Superstorm Sandy arrived in October 2012 just as the team had topped off the building’s steel skeleton. A deluge of 6.5 million gallons of water poured into the cellar. “The building needed to be protected for any superstorms or hurricanes,” Mr. Thomann said. “The team devised a series of floodgates on the West Side facing the Hudson. One of these is around 14,000 pounds at the loading dock. The company that fabricated that gate fabricates doors for U.S. Navy destroyers.”

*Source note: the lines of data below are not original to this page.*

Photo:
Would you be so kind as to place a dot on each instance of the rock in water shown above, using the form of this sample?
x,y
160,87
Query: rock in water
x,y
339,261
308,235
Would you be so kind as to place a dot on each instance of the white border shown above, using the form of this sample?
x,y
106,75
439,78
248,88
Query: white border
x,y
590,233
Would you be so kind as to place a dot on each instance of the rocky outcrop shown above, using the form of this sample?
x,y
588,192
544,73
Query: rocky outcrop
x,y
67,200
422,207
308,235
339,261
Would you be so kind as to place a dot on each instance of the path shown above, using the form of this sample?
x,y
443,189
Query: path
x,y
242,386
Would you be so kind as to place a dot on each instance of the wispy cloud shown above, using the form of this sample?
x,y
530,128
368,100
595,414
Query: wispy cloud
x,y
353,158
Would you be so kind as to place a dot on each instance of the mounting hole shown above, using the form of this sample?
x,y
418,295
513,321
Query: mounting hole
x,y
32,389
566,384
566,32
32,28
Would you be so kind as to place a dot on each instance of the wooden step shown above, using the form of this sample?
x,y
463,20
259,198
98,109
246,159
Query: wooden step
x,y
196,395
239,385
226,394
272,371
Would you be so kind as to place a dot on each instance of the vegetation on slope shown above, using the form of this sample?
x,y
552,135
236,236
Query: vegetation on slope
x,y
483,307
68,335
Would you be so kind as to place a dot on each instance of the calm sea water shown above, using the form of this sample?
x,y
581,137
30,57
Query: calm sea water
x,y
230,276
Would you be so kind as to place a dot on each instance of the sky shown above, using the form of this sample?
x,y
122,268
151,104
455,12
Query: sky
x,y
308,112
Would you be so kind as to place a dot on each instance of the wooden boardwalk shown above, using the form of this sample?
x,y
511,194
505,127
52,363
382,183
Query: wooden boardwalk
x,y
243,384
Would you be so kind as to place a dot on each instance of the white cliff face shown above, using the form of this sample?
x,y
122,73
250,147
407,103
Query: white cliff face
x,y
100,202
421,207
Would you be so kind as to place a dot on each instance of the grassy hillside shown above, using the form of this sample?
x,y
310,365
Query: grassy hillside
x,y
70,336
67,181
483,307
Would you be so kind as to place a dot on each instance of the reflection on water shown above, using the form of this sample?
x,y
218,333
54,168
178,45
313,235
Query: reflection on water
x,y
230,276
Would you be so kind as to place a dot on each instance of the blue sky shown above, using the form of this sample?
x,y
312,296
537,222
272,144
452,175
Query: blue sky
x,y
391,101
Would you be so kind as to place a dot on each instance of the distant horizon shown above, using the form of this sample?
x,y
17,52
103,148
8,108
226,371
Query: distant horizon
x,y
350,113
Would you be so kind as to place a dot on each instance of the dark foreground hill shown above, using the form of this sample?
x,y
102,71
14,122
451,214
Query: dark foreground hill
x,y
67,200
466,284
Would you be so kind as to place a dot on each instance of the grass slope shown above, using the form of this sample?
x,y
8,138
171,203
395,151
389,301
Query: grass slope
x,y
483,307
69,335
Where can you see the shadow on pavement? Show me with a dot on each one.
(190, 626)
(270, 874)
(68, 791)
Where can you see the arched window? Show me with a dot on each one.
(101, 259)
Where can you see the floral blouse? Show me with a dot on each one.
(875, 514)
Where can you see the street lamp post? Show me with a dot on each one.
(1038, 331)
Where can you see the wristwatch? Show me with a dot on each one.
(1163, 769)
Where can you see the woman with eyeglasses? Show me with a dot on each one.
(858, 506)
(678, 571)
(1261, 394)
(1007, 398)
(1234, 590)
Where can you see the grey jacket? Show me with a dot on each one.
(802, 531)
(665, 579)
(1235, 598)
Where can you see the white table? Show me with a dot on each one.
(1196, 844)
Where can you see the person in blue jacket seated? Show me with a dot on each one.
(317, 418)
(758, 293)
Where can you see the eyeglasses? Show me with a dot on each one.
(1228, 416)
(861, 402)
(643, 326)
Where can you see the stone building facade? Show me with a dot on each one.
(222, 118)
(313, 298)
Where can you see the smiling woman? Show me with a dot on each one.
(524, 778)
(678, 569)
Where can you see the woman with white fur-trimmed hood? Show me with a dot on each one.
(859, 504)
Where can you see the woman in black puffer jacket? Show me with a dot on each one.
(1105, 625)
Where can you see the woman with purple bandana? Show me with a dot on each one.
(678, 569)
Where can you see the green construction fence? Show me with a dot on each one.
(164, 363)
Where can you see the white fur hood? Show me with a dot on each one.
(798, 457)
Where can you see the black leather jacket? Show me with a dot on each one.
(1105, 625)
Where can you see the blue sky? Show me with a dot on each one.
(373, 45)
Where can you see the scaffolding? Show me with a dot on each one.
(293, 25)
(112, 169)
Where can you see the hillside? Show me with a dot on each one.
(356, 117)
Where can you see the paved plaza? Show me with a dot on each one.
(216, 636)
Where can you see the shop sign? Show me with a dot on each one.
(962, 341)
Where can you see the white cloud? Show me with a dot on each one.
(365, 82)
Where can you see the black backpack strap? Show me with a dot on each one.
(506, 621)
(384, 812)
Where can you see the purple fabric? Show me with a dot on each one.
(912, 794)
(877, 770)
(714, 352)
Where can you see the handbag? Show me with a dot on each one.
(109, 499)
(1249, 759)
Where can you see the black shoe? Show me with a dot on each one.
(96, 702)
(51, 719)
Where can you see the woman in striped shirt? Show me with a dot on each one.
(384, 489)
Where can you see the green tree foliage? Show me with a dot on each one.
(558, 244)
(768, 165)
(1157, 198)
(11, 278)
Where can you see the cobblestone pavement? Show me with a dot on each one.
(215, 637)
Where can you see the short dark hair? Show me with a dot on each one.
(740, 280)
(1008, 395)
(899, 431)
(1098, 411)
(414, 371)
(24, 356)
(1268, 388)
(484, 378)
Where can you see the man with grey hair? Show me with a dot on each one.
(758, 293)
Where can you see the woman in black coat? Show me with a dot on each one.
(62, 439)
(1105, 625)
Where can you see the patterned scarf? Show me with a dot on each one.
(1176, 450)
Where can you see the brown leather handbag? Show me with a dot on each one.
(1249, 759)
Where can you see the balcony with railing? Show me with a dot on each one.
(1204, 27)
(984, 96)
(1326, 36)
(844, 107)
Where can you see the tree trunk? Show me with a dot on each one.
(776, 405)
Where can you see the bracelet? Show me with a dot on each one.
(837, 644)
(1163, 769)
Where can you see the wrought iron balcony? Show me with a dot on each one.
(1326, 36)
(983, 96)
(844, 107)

The building’s location near the waters of the Hudson certainly poses complications, Mr. Oppenheimer said. “There’s huge water pressure that wants to push the building up,” he noted. “Various foundation elements are meant to hold the building down against the water pressure that’s pushing up.”
And the shape of the property carries its own difficulties, Mr. Oppenheimer added. “The site is a fairly difficult site,” he noted. “It slopes dramatically underground. You don’t see it on the sidewalk. The soil that we need to rely on slopes dramatically from the east to the west.”
But Whitney patrons will notice a distinctive design once the building opens this spring, Mr. Thomann said. “What’s interesting about this is the unique geometry, the high attention to detail,” he said. “As you encounter the museum, there’s something different at every turn.”